“Be yourself – not your idea of what you think somebody else’s idea of yourself should be.” – Henry David Thoreau
For a long time I had an alter ego: there was a “work me” and a “private me”.
“Work me” didn’t show emotions because I learnt along the way that business is tough, and I need the shield of coldness to bear it. I was taught that if I want to be successful, processes are above people, uniformity trumps individuality.
When you try really hard to be something you’re not, it’s an exhausting battle you can never win. I also felt constantly inadequate and fake. I was afraid, “what if somebody finds me out? What if they realise I’m only pretending?”
“Your time is limited, so don’t waste it living someone else’s life. Don’t be trapped by dogma – which is living with the results of other people’s thinking. Don’t let the noise of other’s opinions drown out your own inner voice. And most importantly, have the courage to follow your heart and intuition. They somehow already know what you truly want to become. Everything else is secondary.” – Steve Jobs
In order to change I had to understand that the acceptance of others means nothing without the acceptance of myself – the one person I can’t pretend to. And while my inner critic constantly tries to tell me it’s not enough, it’s not the accepted norm, I am better at ignoring it.
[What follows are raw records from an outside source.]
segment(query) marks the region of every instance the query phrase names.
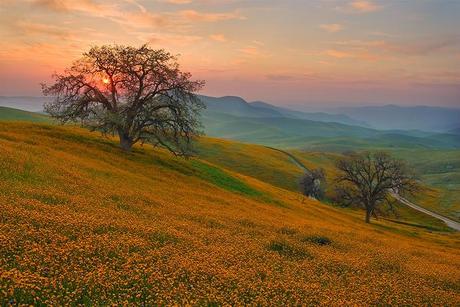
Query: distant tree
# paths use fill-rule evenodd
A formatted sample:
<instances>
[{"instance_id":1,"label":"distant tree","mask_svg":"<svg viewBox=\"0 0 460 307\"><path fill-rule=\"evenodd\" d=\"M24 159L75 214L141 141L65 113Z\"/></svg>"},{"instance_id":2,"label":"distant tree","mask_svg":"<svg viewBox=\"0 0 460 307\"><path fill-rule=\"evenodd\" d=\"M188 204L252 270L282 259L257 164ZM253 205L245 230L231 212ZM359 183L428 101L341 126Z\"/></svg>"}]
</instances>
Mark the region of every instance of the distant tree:
<instances>
[{"instance_id":1,"label":"distant tree","mask_svg":"<svg viewBox=\"0 0 460 307\"><path fill-rule=\"evenodd\" d=\"M378 207L391 204L391 194L404 195L418 190L415 177L403 161L384 152L351 153L337 161L337 196L343 203L366 210L366 223L377 216Z\"/></svg>"},{"instance_id":2,"label":"distant tree","mask_svg":"<svg viewBox=\"0 0 460 307\"><path fill-rule=\"evenodd\" d=\"M148 142L186 156L200 134L198 114L204 105L195 93L204 81L191 80L163 49L92 47L53 77L54 84L42 84L44 95L53 97L45 110L62 123L80 122L118 135L125 151Z\"/></svg>"},{"instance_id":3,"label":"distant tree","mask_svg":"<svg viewBox=\"0 0 460 307\"><path fill-rule=\"evenodd\" d=\"M300 192L305 196L321 199L324 197L326 177L321 168L305 172L299 181Z\"/></svg>"}]
</instances>

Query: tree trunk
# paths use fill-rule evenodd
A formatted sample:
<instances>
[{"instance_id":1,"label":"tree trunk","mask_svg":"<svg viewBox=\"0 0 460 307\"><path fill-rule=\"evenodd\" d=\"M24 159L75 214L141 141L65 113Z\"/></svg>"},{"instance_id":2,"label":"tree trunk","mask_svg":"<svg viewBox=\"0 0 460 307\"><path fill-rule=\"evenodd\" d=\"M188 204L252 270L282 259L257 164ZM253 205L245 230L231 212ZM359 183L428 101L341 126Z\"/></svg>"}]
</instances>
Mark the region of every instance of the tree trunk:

Sure, my approach to leadership is not the standard yet. Business still tries to separate work and life, saying we need a balance of the two, but what if, in fact, there are no two separate areas?
However there is more and more buzz around this. It started in spiritualism – it encouraged people to find jobs that makes them happy, fulfilled. It spread, and we entered the era of freelancers, then digital nomads, and now we openly talk about positivity, authenticity, courage and even transcendence in leadership.
Here’s what I believe about fakeness: people are unable to resonate with it. It’s impossible to believe in someone who doesn’t show who they are. Is it always easy to open up, to remove the protection barrier? No. But it’s always worth it.